La tendencia más preocupante, sin embargo, es el aumento de la resistencia de los microbios causantes de estas enfermedades a las medicinas modernas. En la actualidad, hay variedades de bacterias que no ceden, virtualmente, ante nada de todo el arsenal actual de medicamentos. Los hospitales procrean inadvertidamente estos patógenos fatales a través del uso extenso de antibióticos. Destruyendo o inhibiendo el crecimiento de los microbios más débiles, estos medicamentos permiten florecer a los gérmenes que son resistentes a las medicinas.

Por eso, generalmente, se requieren antibióticos de la última generación, que son muy costosos, o el uso de varios antibióticos a la vez, para tratarlas.
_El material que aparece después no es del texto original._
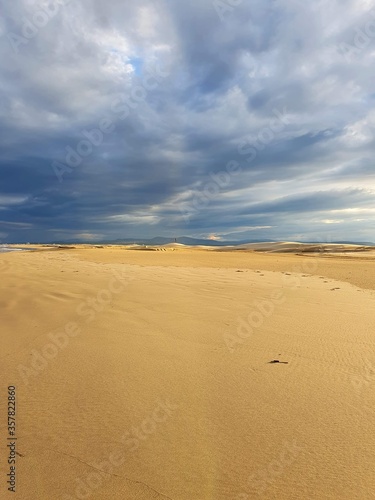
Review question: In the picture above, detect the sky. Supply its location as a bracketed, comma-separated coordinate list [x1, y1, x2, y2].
[0, 0, 375, 243]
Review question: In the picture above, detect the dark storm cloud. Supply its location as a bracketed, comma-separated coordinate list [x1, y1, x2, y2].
[0, 0, 375, 241]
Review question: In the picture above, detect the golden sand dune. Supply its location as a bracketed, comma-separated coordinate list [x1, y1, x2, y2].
[0, 247, 375, 500]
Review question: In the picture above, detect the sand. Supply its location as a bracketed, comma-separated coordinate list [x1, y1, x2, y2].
[0, 245, 375, 500]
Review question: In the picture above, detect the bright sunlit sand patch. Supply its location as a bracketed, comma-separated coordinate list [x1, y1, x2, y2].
[0, 247, 375, 500]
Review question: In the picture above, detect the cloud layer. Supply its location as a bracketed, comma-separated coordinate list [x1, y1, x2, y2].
[0, 0, 375, 242]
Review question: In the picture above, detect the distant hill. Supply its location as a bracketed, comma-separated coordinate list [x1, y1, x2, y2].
[47, 236, 375, 247]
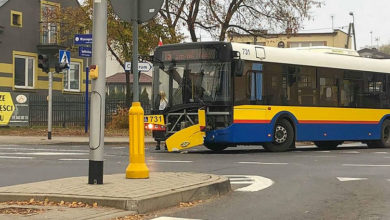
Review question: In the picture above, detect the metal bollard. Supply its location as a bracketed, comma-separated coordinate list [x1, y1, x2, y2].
[126, 102, 149, 179]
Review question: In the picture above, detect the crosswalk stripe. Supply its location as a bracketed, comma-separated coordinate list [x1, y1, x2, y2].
[238, 162, 288, 165]
[0, 156, 35, 159]
[148, 160, 192, 163]
[0, 152, 87, 156]
[152, 216, 201, 220]
[58, 158, 89, 161]
[230, 181, 253, 185]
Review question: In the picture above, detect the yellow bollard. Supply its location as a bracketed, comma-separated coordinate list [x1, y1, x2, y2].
[126, 102, 149, 179]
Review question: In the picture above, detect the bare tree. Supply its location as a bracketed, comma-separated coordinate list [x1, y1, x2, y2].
[162, 0, 321, 42]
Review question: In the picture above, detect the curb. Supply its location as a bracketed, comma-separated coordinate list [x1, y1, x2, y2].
[35, 141, 156, 145]
[0, 175, 231, 214]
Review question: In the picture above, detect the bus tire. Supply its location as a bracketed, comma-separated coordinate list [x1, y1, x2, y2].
[204, 143, 228, 152]
[314, 141, 343, 150]
[263, 119, 294, 152]
[367, 119, 390, 148]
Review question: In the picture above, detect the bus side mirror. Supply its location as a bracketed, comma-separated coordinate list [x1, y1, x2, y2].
[232, 59, 244, 77]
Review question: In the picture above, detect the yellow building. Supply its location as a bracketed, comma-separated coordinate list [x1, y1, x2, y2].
[228, 30, 352, 49]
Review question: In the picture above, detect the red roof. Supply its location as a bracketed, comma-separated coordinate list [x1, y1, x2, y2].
[106, 73, 152, 84]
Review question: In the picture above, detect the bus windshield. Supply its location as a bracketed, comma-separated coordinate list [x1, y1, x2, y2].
[153, 61, 231, 110]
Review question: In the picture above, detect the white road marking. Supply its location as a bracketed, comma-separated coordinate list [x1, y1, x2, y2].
[151, 216, 201, 220]
[340, 151, 360, 154]
[337, 177, 367, 182]
[58, 158, 89, 161]
[340, 142, 367, 147]
[0, 147, 89, 152]
[147, 160, 192, 163]
[230, 181, 253, 185]
[0, 156, 35, 159]
[0, 152, 88, 156]
[237, 162, 288, 165]
[294, 155, 337, 158]
[225, 175, 274, 192]
[343, 164, 390, 167]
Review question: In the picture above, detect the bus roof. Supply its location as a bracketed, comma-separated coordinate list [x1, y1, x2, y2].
[232, 43, 390, 73]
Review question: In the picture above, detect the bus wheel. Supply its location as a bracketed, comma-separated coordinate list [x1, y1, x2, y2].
[204, 143, 228, 152]
[367, 120, 390, 148]
[264, 119, 294, 152]
[314, 141, 343, 150]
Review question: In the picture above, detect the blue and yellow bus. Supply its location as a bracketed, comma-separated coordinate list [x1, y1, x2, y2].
[145, 42, 390, 152]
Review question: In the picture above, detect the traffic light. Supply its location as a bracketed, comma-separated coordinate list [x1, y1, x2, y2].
[55, 63, 69, 73]
[38, 54, 50, 73]
[89, 65, 99, 79]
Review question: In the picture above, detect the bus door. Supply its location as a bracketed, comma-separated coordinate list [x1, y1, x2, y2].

Lo más preocupante de todo esto es que el paciente no puede hacer absolutamente nada para evitar ser contagiado en el centro asistencial, ya que ésta es obligación del hospital o de la clínica.

Pero lo paradójico es el hecho de que la mayoría de hospitales y clínica del país le cobra al paciente los costos de la enfermedad intrahospitalaria, sabiendo que fue por culpa suya que el paciente se enfermó , dice un especialista médico.

Muchos hospitales públicos ni siquiera se preocupan por disminuir estas enfermedades, y el Estado termina asumiendo los costos.

Pero si bien los pacientes no pueden evitar por cuenta propia estas enfermedades, sí pueden elegir el mejor hospital o demandar por sus derechos. Al fin de cuentas lo que está en juego es su salud y la de su bolsillo.

Cómo se podrán evitar - Indague si el hospital o la clínica a la que usted o un familiar debe ingresar tiene programas de vigilancia, prevención y control de estas enfermedades.

- Aunque es más difícil, averige si el hospital en el que va a ser internado tiene y aplica programas de bioseguridad.

- En caso de que usted o un familiar cercano adquiera una de estas enfermedades, pregunte las razones.

- Si a usted le cobran estos gastos, averige con un abogado o con el mismo hospital, si debe asumir parcial o totalmente estos costos.

- Hasta donde esté a su alcance, observe que el personal médico mantenga los procesos de esterilización y desinfección de equipos, elementos, cuartos y pasillos.

- Esté pendiente de que los pacientes que tengan infecciones críticas sean aislados, pues éstos pueden ser un importante foco de infección.

- Recuerde que todo el personal de salud se debe lavar las manos, con agua y jabón, antes y después de visitar a cada uno de los pacientes.

- Asegúrese de que no se reutilicen equipos o elementos médicos que no hayan sido esterilizados o que sean desechables.